Probation for Murder: Justice Served or Excessive Prosecutorial Discretion?
A few days ago, I blogged about a series of articles in the Dallas Morning News about the many instances where murderers received probation in Texas. Over at Grits For Breakfast, Scott Henson has a provocative argument that probation isn’t always inappropriate for murder:
As I wrote in a “first impression” about the series, it’s possible to:
identify several recurring situations where murderers frequently received probation: a) Prosecutors had weak or circumstantial cases and the defendant may not have done it, b) the defendant was guilty via the “law of parties” but didn’t actually kill anyone themselves, c) the defendant was elderly, sick or incapacitated to the point where they were no longer a threat, and d) the victim was a worse person than the murderer and basically “needed killin’,” so juries sympathized and gave the defendant another chance.
While Dallas News columnist Gromer Jeffers identifies what’s wrong with reason A for granting probation in murder cases, who thinks reasons B, C, or D are not sometimes justified? Following Bennett’s lead, let’s think more closely about category D, in particular, the ones whose victims “needed killin’.” Consider the case of Synnissa Gabriel who murdered Hosia Abdallah, her estranged boyfriend:
She told police in 2005 that Mr. Abdallah had stalked her and vandalized her home, in violation of a protective order. Then she tracked him down and shot him several times.
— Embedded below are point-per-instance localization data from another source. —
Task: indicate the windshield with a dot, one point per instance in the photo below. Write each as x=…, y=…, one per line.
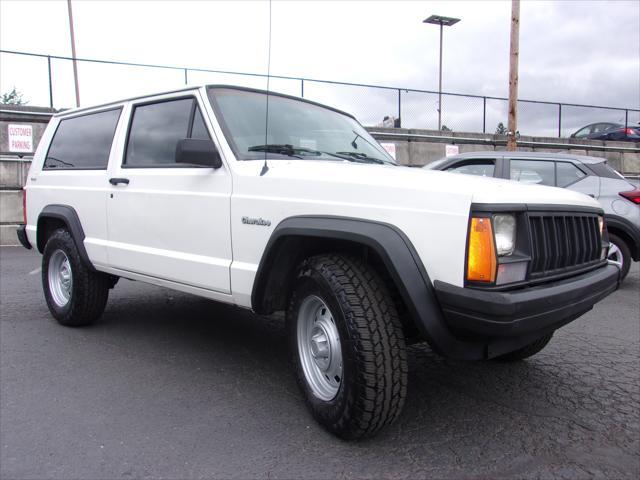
x=296, y=129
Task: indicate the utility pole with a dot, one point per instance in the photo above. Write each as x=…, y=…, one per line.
x=73, y=53
x=513, y=76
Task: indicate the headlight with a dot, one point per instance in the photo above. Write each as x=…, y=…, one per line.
x=504, y=226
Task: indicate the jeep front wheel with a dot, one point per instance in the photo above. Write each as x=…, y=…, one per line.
x=348, y=346
x=75, y=295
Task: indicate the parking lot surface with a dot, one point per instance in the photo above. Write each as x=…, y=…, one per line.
x=168, y=385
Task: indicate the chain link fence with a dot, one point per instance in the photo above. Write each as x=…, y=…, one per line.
x=48, y=80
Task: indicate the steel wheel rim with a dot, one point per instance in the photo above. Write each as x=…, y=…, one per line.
x=319, y=348
x=615, y=255
x=60, y=278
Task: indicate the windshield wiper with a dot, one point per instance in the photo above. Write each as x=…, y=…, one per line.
x=299, y=152
x=59, y=161
x=359, y=157
x=282, y=149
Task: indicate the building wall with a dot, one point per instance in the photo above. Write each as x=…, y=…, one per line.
x=14, y=166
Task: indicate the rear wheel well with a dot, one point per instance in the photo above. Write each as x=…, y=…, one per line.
x=624, y=236
x=46, y=227
x=275, y=285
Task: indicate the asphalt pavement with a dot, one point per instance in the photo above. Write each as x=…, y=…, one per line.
x=167, y=385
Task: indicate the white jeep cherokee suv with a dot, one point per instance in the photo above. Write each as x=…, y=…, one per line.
x=197, y=190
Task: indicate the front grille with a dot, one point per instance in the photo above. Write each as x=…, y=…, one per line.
x=562, y=242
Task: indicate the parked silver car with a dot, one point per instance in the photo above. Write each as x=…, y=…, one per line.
x=619, y=198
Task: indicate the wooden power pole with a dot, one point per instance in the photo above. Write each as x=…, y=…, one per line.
x=513, y=75
x=73, y=53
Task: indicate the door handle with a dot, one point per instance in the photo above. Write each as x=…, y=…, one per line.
x=116, y=181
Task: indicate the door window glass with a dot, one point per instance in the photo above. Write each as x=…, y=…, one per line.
x=483, y=168
x=156, y=129
x=83, y=142
x=583, y=132
x=533, y=172
x=567, y=173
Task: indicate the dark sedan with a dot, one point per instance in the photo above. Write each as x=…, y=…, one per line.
x=608, y=131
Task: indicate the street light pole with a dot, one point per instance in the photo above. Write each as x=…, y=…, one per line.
x=73, y=53
x=514, y=53
x=440, y=83
x=443, y=22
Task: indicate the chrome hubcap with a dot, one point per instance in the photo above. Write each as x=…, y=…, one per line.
x=60, y=278
x=319, y=348
x=615, y=255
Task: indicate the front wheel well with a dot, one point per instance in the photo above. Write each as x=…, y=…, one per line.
x=626, y=238
x=274, y=282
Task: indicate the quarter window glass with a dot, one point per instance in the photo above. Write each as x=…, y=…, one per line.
x=482, y=168
x=567, y=173
x=199, y=130
x=155, y=131
x=83, y=142
x=533, y=172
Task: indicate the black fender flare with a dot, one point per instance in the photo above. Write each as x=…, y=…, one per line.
x=629, y=229
x=70, y=218
x=401, y=260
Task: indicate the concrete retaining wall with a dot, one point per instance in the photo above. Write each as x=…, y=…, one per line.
x=421, y=147
x=413, y=147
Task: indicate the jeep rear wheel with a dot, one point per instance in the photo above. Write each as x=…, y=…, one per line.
x=348, y=346
x=75, y=295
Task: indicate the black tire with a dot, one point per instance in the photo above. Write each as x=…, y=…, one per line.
x=373, y=386
x=89, y=290
x=625, y=252
x=525, y=352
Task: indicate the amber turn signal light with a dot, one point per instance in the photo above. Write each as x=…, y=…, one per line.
x=481, y=260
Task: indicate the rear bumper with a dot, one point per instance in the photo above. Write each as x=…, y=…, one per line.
x=477, y=314
x=22, y=237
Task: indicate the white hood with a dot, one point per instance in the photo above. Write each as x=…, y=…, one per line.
x=387, y=179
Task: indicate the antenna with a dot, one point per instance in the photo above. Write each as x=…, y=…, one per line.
x=265, y=167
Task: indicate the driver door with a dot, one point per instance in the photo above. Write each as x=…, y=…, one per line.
x=165, y=220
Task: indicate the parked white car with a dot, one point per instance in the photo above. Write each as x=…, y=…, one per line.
x=195, y=191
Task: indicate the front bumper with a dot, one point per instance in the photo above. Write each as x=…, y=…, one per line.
x=477, y=314
x=22, y=237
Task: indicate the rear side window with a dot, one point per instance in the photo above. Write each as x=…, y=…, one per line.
x=156, y=129
x=601, y=169
x=482, y=168
x=83, y=142
x=567, y=173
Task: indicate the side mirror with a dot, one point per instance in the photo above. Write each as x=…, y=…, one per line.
x=193, y=151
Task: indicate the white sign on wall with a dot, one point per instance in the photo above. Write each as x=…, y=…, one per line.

Heath Hyde, who prosecuted the case, said he offered a deal because the victim had a long history of violence against women. That made it unlikely jurors would sentence his killer to prison, he said. Defense attorney Nancy Ohan described her client as “the classic case of the battered woman … there was a definite mental break.”
So a battered woman who continued to be stalked and harassed in violation of a protective order finally took matters into her own hands and gunned down her assailant. Why’d she get probation? Because prosecutors believed jurors would conclude the victim “needed killin'” – in other words, that justice had been served by the defendants’ actions. It may not be true under the law, but in the gray-area balancing act jurors do in their own minds while making life or death decisions, it’s true in point of fact.
In some other cases, defendants had possibly viable self-defense claims or otherwise could credibly portray themselves to a jury as protecting themselves. Not all the cases find a sympathetic killer and a much-scarier victim, but when they do, is it wrong for a jury to sympathize with the defendant?
Isn’t that what juries are about, letting members of the public come to their own conclusions about what constitutes justice?
Is this just the jury system at work? Or is it evidence that prosecutors have too much discretion? Even accepting Scott’s argument that juries are about letting the public come to its own conclusions about justice, the Synnissa Gabriel case didn’t involve the public making the decision — instead, the prosecutor decided. I’m not opining on the merits of Gabriel’s case, but I will note that I am sympathetic to the battered woman’s syndrome defense. That said, however, the immense power of the prosecutor in this case — to offer a plea for probation for what would ordinarily be a first degree murder — takes the matter out of the hands of juries and the courts, as well as sidesteps the criminal statutes that the state has passed through its elected officials. Plea bargaining is a necessary evil in the criminal justice system — without it the system would probably collapse — but it has gotten out of hand, giving prosecutors such an immense power and making the criminal justice system not one about statutes, or about courts, or about juries — it’s about prosecutors and their astounding discretion.
In the end, regardless of whether justice may have been served in Gabriel’s case with probation, it is the process that makes me very uneasy.